I was wondering if the following statement is correct:
Let $P(x,y)$ be a real polynomial, and $\gcd(r,s)=1$. If $y-x^s$ divides $P(x^r,y)$, then $y^r-x^{rs}$ divides $P(x^r,y)$ (both in the real field).
My idea is that if $y-x^s$ divides $P(x^r,y)$ and since $\gcd(r,s)=1$, the polynomial $P(x^r,y)$ must also have all corresponding ``conjugate factors" to cancel out the terms of $P(x^r,y)$ with order of $x$ not divisible by $r$.
The statement is correct. We show that the conjugate factors also divide $P(x^r,y)$ as you suggested.

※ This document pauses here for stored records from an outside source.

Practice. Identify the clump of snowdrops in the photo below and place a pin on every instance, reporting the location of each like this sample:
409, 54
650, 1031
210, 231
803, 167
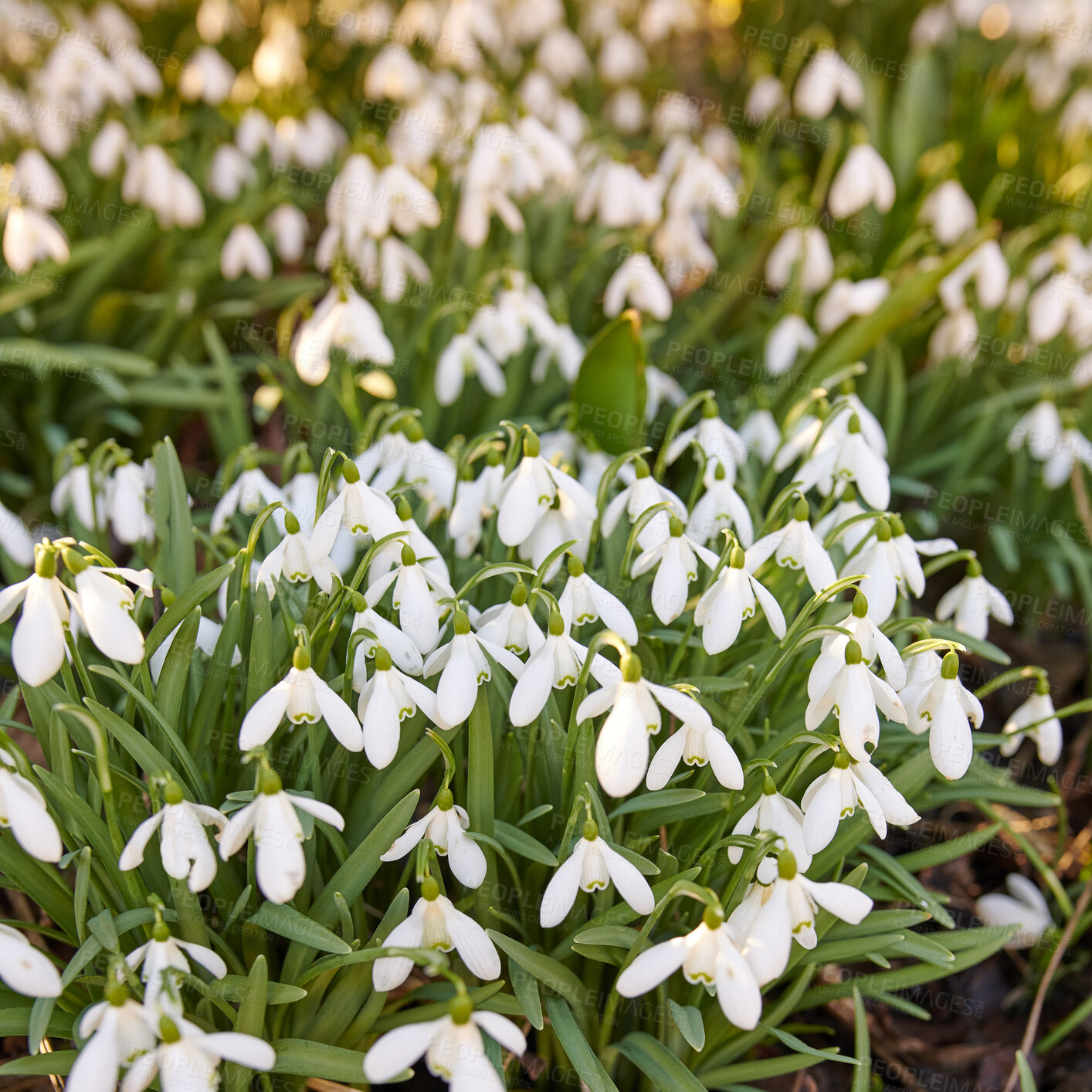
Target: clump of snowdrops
556, 706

Let $Q(x,y)=P(x^r,y)$. For a $r$-th root of unity $\zeta\in\Bbb C$ consider the homomorphism $\psi:\Bbb C[x,y]\to\Bbb C[x,y]$ induced by $x\mapsto \zeta x,y\mapsto y$. Note that we have $\psi(Q)=Q$. Thus $\psi(y-x^s)=y-\zeta^sx^s\mid\psi(Q)=Q$ in $\Bbb C[x,y]$. As $(r,s)=1$ the map $\zeta\mapsto \zeta^s$ is a permutation of the $r$-th roots of unity. We conclude that $y-\zeta x^s\mid Q$ for all $\zeta$ such that $\zeta^r=1$. This implies $$y^r-x^{rs}=\prod_{\zeta^r=1}(y-\zeta x^s)\mid Q(x,y)=P(x^r,y)$$ in $\Bbb C[x,y]$ and therefore also in $\Bbb R[x,y]$.